Seattle’s tech pedigree has led to a burgeoning space industry with the flagship presence of Amazon’s Blue Origin, the company’s aerospace manufacturing and sub-orbital spaceflight services company. “It is an industry that we are super excited about,” says Surratt. It is also an industry that can only help Seattle further build its global brand. Along with Seattle’s existing aerospace business, the space industry employs around 95,000 staff in the city. Japanese investment includes the acquisition of Seattle-based Spaceflight by Mitsui and Yamasa in 2020. The original Boeing lunar rovers are still on the moon and Washington State recently declared them historic landmarks. “It is that history that has certainly led us to where we are today,” says Surratt.

Seattle FDI snapshot

Our FDI Projects Database shows that inward investment in Seattle held relatively steady during 2020 at the height of the Covid-19 crisis but failed to bounce back to pre-pandemic levels in 2021.
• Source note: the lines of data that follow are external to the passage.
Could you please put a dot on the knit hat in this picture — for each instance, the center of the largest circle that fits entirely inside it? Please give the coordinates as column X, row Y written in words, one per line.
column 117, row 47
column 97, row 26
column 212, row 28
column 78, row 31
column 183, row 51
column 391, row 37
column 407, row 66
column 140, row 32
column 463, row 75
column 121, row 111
Software and IT services registered the highest number of FDI projects in Seattle between 2019 and 2021, unsurprising considering the city's status as one of the world’s leading technology hubs. Foreign tech companies to have invested in Seattle include China’s Tencent, Alibaba and Baidu as well as India’s Infosys and HCL Technologies. Construction and real estate registered the second-highest number of projects between 2019 and 2021, followed by business and professional services and tourism.

Top source countries for FDI in Seattle are Canada and Japan. Seattle’s location, a mere 150km from the Canadian border, lends itself to Canadian investment. Japanese investment in Seattle is equally significant, however. In fact, both Surratt and Smith attended trade missions in Japan in late 2022. Surratt met with representatives from Kawasaki Heavy Industries, a market leader in Japan for large-scale hydrogen plants. “That is something that we are going to be pursuing going forward,” he says.

Both Seattle’s economic success and innovation-led outlook place it in the top tier of US cities, but it still has a problem when it comes to communicating its strengths, according to Surratt. The city is home to a number of global brands and is perhaps not as strong a global brand as it ought to be.

“We need to do a better job of helping people to recognise all the things that have come out of Seattle,” says Surratt. Economic and cultural metrics place Seattle on a global footing, but the city needs to do a better job at telling its story and shedding its trademark humility and down-to-earth outlook – and behave more like the first-tier city that it really is.